From Here You Can Sierra
November 28, 2025
Alex KiersteinTata has pulled off a surprisingly clever trick: reinterpreting its first passenger vehicle, the Sierra, in an objectively awesome way.
Looks alone can’t tell you if an automaker has matured enough to compete outside its home market successfully against premium competition, but I’ll argue there’s a strong correlation. Tata’s current lineup looks generically modern, a collection of common attributes like divorced headlights, slim DRLs, and various C-pillar treatments used by many automakers. Few are unique. But Tata owns Jaguar Land Rover, which has been a premium brand catering to premium buyers on a global scale.
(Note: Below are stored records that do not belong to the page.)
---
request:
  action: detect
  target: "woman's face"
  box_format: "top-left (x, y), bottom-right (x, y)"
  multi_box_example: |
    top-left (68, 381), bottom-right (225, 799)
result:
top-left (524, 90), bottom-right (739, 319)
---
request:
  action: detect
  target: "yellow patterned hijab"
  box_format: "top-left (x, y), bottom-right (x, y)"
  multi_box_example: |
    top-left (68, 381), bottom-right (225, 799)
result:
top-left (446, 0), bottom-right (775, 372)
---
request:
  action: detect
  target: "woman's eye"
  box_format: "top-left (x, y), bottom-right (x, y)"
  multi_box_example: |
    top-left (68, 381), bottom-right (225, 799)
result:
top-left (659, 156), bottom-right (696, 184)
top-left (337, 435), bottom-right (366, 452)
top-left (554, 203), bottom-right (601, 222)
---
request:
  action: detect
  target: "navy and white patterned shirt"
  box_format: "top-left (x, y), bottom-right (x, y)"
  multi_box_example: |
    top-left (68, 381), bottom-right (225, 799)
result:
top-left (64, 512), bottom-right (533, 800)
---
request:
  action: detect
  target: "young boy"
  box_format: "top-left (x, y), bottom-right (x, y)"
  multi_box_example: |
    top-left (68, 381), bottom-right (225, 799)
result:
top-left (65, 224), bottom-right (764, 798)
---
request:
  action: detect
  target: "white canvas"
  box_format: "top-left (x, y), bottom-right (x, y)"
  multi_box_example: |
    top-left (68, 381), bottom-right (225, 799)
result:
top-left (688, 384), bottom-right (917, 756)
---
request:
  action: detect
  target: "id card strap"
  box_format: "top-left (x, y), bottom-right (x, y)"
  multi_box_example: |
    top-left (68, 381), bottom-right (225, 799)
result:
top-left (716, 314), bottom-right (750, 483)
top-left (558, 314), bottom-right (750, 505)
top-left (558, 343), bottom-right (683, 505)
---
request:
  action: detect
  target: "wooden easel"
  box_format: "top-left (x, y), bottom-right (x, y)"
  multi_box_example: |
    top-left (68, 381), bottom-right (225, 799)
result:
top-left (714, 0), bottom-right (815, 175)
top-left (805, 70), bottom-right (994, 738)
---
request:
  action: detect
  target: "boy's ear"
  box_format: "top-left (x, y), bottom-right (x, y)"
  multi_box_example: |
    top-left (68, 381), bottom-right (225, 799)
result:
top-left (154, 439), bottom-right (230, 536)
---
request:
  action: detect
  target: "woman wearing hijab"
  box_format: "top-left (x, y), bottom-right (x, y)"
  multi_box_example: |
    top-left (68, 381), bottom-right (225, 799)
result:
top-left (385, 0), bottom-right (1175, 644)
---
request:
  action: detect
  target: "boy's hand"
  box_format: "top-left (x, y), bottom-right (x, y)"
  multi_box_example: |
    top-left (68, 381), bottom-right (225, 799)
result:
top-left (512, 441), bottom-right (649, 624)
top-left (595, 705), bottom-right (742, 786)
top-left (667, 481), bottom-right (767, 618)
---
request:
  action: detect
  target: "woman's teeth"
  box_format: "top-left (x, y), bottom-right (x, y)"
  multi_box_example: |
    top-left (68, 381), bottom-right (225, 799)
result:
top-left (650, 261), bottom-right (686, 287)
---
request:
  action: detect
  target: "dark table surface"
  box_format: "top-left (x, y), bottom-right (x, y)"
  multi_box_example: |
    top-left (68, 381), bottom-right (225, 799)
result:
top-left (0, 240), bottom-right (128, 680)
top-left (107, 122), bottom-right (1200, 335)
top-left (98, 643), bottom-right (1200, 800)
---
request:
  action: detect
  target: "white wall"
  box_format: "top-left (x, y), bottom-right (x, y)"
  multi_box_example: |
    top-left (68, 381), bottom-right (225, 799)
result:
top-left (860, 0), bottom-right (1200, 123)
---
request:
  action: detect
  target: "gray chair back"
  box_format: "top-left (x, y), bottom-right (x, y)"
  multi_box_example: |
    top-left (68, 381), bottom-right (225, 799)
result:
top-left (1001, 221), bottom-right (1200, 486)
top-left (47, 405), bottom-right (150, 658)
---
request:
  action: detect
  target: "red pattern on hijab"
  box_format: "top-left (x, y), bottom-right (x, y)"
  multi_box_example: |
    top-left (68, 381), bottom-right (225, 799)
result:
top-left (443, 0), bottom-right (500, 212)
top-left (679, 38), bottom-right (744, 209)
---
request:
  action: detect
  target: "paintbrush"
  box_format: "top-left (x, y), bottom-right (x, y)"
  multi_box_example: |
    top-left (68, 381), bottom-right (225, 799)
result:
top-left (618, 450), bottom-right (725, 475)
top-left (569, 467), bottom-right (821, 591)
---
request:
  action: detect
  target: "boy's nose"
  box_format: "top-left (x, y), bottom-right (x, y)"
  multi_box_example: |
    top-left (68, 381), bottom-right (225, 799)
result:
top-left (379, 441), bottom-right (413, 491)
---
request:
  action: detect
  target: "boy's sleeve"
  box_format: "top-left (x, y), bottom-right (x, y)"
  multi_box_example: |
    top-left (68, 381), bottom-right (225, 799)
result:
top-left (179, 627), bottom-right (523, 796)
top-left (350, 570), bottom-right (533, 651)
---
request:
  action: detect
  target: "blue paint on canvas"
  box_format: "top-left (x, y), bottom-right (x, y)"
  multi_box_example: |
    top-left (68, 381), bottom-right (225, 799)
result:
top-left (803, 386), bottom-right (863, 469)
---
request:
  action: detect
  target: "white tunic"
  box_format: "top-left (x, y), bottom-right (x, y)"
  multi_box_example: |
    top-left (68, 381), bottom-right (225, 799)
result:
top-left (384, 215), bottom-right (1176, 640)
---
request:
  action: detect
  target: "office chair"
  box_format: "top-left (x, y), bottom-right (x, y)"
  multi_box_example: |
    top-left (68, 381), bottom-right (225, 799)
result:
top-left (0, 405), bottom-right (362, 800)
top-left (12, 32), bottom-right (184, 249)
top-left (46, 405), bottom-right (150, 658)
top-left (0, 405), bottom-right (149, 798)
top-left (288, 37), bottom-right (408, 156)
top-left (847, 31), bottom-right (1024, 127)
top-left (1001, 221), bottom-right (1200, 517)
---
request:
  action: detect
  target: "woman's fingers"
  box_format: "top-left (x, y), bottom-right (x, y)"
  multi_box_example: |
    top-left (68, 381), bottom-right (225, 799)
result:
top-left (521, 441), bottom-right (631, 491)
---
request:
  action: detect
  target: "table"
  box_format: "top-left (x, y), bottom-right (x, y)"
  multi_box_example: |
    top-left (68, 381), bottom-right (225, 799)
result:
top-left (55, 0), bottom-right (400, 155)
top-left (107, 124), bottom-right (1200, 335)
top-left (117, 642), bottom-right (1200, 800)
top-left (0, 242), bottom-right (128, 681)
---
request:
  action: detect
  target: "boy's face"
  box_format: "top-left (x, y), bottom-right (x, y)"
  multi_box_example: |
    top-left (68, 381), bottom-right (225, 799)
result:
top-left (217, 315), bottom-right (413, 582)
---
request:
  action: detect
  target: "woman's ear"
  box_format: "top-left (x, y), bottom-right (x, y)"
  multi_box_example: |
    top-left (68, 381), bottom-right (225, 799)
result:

Certainly some lessons about how to appeal to buyers outside of the local market must have percolated back to Tata’s core range. The new Tata Sierra SUV looks, well, really good.
Now, Tata has had a rough go of selling cars in other markets. It pulled out of South Africa a while back and just reentered the market recently, having trouble competing against Japanese and Korean automakers in the low-cost tiers. Its early attempts at sales in the UK were equally dismal. Reviewers of the original Sierra’s replacement, the Safari, found it to be grossly unsuited to local tastes despite a very attractive price. It probably didn’t help that the original Sierra—Tata’s first passenger vehicle—and the Safari were both generic even by 1990s standards.
The Sierra is an icon in its home market, however, and so the new Sierra has that difficult job of recalling its predecessor without becoming a caricature of it. In that respect, the Sierra is a success. Take the rear doors. The original was a two-door SUV with large rear side windows that curved up into the roof a bit, very similar to the Ford Bronco II. (Like the Bronco II, it was based on a cut-down compact pickup chassis.) The new Sierra obscures the rear doors somewhat with some clever blacking-out of the C-pillar and the roof. Credit Tata’s design team led by Martin Uhlarik for finding a way past homage into artful reinterpretation.
I’m strongly of the opinion that “it’s the product, stupid.” Even brands without a strong reputation of success can get the buzz they need from a compelling vehicle. For whatever else Tesla is and was, the Model 3 paired a great design with a fantastic price, and it sold very well. And it’s a sedan. Meanwhile, I saw an article today about still-unsold new Fiat 500Xs.
This isn’t an argument for bringing the Tata Sierra here. I wouldn’t opine on that without driving it, because there are product factors that are touch-and-feel. Maybe its 1.5-liter turbo direct-injection I-4 and 6-speed auto would be refined enough for the American market. It is certainly powerful enough, making 158 hp and 188 lb-ft of torque.
I will say this, though: in photos it looks fantastic. If you told me this was the long-rumored new Nissan Xterra, I would believe it. It’s a mature design, cleverly detailed, even angularly elegant.
Put it side-by-side with a Bronco Sport in an American parking lot and see which one people ogle. (And I say that feeling that the Bronco Sport does a similar trick, being less same-same than other compact crossovers.)
Tata revealed the concept, which is very similar to this production version just released to the Indian market for the equivalent of $12,800 or so, earlier this year. Since then, it won a Red Dot award for design. Well deserved, I think.